Pelaku Tabrak Lari di Jatisrono Wonogiri Ditangkap

Ilustrasi garis polisi. (polri.go.id)
23 Juni 2019 14:00 WIB Cahyadi Kurniawan Wonogiri Share :

Solopos.com, WONOGIRI — Polisi berhasil menangkap pelaku tabrak lari kecelakaan di Jatisrono, Kabupaten Wonogiri, Jawa Tengah, Rabu (19/6/2019), beberapa jam setelah kejadian. Pelaku diketahui bernama Suradi, 54, asal Blitar.

Informasi dihimpun solopos.com, kecelakaan pada Rabu lalu melibatkan mobil pikap Mitsubishi L300 berpelat nomor AG 9649 PE, sepeda motor Bajaj Pulsar berpelat nomor AD 2262 PK, dan truk Mitsubishi Canter berpelat nomor AG 9260 UP.

Kecelakaan terjadi di jalan Jatisrono-Slogohimo, tepatnya di turunan sebelum SPBU Jatisrono, Rabu sekitar pukul 12.30 WIB. 

Dalam kecelakaan itu, sopir pikap L300, Muchammad Miftakhul Rizal, 41, asal Blitar, mengalami patah tulang paha kanan.

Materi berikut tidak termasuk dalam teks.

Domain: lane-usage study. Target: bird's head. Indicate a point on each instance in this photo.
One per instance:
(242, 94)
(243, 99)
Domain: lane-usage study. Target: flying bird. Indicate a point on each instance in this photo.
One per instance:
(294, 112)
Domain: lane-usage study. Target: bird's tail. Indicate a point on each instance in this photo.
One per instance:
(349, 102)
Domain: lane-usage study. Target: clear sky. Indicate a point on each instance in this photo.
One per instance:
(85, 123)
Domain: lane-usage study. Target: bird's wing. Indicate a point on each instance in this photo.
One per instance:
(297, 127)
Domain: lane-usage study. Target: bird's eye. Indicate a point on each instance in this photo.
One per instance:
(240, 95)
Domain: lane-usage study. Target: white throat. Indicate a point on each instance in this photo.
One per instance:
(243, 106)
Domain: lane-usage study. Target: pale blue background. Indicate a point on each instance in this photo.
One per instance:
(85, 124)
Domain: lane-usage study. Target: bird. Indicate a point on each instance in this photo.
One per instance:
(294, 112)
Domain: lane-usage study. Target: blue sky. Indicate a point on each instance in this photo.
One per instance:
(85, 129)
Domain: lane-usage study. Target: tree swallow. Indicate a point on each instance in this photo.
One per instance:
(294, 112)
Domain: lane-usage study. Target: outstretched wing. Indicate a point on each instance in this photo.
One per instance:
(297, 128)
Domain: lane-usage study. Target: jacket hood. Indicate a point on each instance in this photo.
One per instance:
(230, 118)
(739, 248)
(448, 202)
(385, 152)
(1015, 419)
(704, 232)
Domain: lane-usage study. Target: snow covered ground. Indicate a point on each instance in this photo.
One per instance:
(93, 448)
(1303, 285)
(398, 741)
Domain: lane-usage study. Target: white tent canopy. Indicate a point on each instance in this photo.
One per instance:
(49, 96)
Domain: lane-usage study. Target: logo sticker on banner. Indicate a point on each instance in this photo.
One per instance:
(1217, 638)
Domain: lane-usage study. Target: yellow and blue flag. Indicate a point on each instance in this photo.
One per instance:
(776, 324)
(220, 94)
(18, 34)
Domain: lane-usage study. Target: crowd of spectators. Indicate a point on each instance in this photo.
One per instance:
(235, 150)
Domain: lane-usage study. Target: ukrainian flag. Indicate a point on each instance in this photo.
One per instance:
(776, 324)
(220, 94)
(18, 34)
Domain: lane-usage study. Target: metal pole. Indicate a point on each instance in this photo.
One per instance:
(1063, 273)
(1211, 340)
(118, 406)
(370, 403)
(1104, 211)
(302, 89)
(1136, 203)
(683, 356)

Sedangkan sopir truk kabur ke arah Wonogiri.

Mulanya Unit Laka Satlantas Polres Wonogiri menerima laporan kecelakaan Rabu pukul 13.10 WIB.

Polisi bergegas menggelar olah tempat kejadian perkara dan menghimpun keterangan saksi-saksi di lokasi. Hasilnya, meski tidak mengetahui pelat nomor polisi truk Mitsubishi Canter, polisi mengantongi ciri-ciri truk itu.

“Selanjutnya Unit Laka meminta bantuan Mako Sat Lantas Polres Wonogiri melalui sarana pesawat radio (HT) untuk mengejar truk ke arah Kota Wonogiri. Sedangkan, petugas Unit Laka menyusul dari lokasi kejadian lalu bergabung dengan Unit Turjawali di perempatan Ponten, Wonogiri,” kata Kasubbag Humas Polres Wonogiri, Iptu Suwondo, mewakili Kapolres Wonogiri, AKBP Uri Nartanti Istiwidayati, kepada solopos.com, Sabtu (22/6/2019).

Pada pukul 16.10 WIB, ungkap dia, polisi menerima informasi truk terduga berada di sebuah bengkel las di jalan Wonogiri-Selogiri, Dusun Nangger, Desa Nambangan, Selogiri. 

Polisi lalu menginterogasi pengemudi truk, Suradi, di bengkel itu. Suradi mengakui dirinya terlibat dalam kecelakaan di Jatisrono dan mengemudikan truk Mitsubishi Canter. Ia sengaja ke bengkel untuk memperbaiki bodi truk yang ringsek akibat benturan.

“Suradi lantas dibawa ke Unit Laka Satlantas Polres Wonogiri untuk pemeriksaan lebih lanjut. Ia diduga tidak menghentikan kendaraannya seusai terjadi kecelakaan, tidak menolong korban yang terlibat, dan tidak melaporkan kecelakaan itu kepada polisi terdekat,” terang Suwondo.